Cumulative Antibiogram is defined as report generated by analysis of isolates from particular institution in a defined period of time that reflects percentage of 1st isolate per patient of given specie that is susceptible to each of antimicrobial agents routinely tested [6]. It is a pre-requisite for any antibiotic policy, to steer the physicians to select the most appropriate empiric antibiotic therapy. For instance, it is known that for patients in ICUs, mortality rises if the empiric antibiotic therapy chosen does not cover the pathogens causing the infection. Kollef et al. [7] showed that infection-related mortality was 17.7% in those patients who received appropriate empiric therapy and 42% in those who received inapt empiric antibiotic therapy [7]. The most common reason for the unsuitability of the chosen empiric antibiotic therapy was the resistance of bacteria to the antibiotic selected. In an effort to improve the adequacy of antibiotic selection, Ibrahim et al. [8] reviewed the antibiogram for their ICU and created a clinical guideline for antibiotic selection in that unit. The adequacy of empiric antibiotic selection for ventilator-associated pneumonia for patients in their ICU increased from 48.0% before the creation of antibiotic guidelines to 94.2% with the use of their guidelines [8]. Antibiograms are regarded as cost-effective and convenient method of assessment of local susceptibility rates and monitor resistance trends overtime in institutions.
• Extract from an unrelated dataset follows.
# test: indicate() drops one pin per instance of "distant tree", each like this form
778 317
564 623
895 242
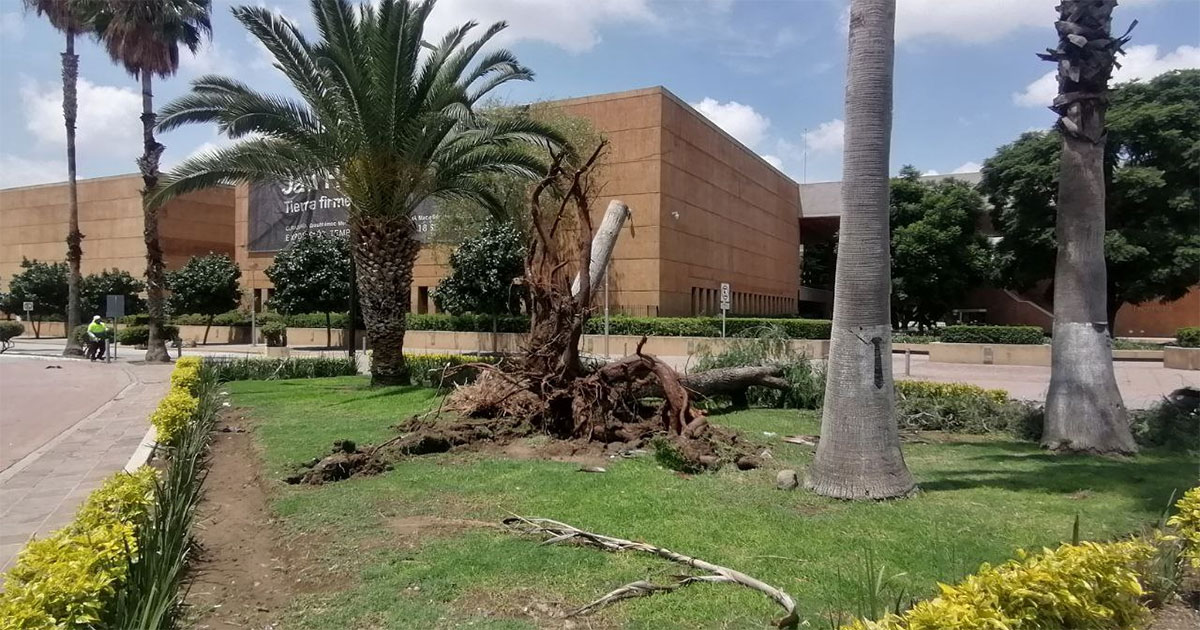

The compilation and presentation of an antibiogram is generally initiated by the clinical microbiology laboratory with collaboration from clinicians, pharmacologists and infection control personnel. This document demonstrates recent, precise, and clinically useful data in an organized manner. The development of sophisticated computer programs like WHO-NET software and improvements in laboratory information systems assist in this process. The objective of our study was to analyze antimicrobial susceptibility trends by using Antibiograms and compare the susceptibility rates with the antibiotic prescribing patterns across the institution. This analysis was then used to orient the clinicians in attempt to rationalize their antibiotic prescribing habits and contain the emergence & spread of resistance.

Materials and Methods

Study location

The present study was conducted in Guru Nanak Dev Hospital, Amritsar; adjoined to Government Medical College, Amritsar. It is a 1000 bedded tertiary care health institution. Departments included were Medicine, Pulmonary medicine, Surgery, Orthopedics, and Obstetrics & Gynecology.

Study Period

For antibiogram preparation: From1st February, 2013 to 31st July, 2013
Prescription analysis: From 1st May, 2013 to 31st July, 2013
Study Population: All the patients admitted to aforementioned departments during the period of the study were included.

Inclusion Criteria:

  1. Susceptibility reports of only Indoor patients were taken into consideration.
  2. To prepare the antibiogram 1st diagnostic isolate of given specie per patient per analysis period was included, irrespective of body site, antimicrobial susceptibility profile or other phenotypic characters [9].
  3. Blood, urine and pus cultures were included.
  4. Prescriptions of adult patients above 18 years with antibiotic medications were collected for analysis.

Exclusion Criteria:

  1. Antibiotic sensitivity test reports from laboratories other than Microbiology department of our institute were excluded
  2. While preparing the antibiogram, the following isolates were excluded:
    1. Duplicate bacterial isolates
    2. Surveillance culture and screening isolates
    3. Isolates of the colonizers [10]<
    4. Strains which show intermediate susceptibility
    5. CSF isolates
  3. Patients already on antibiotics were also excluded

The approval of the ethics committee of the institution was obtained

Data collection and analysis

To prepare antibiogram

Culture sensitivity reports for the aforementioned departments were collected and since least no of culture sensitivity reports were from Pulmonary medicine (423) therefore, we evaluated 400 culture sensitivity reports from each department. Antibiograms were prepared by plotting the number of isolates of a particular micro-organism against the antibiotic to which they were found susceptible.

For prescription analysis

Prescriptions for antibiotic empiric therapy from each of the aforementioned departments were collected during the study duration specified previously and all the prescriptions satisfying the inclusion criteria were included in the study. (Table II). Prescriptions were analyzed for empirical antibiotic therapy received, which was compared with the sensitivity pattern in the antibiogram.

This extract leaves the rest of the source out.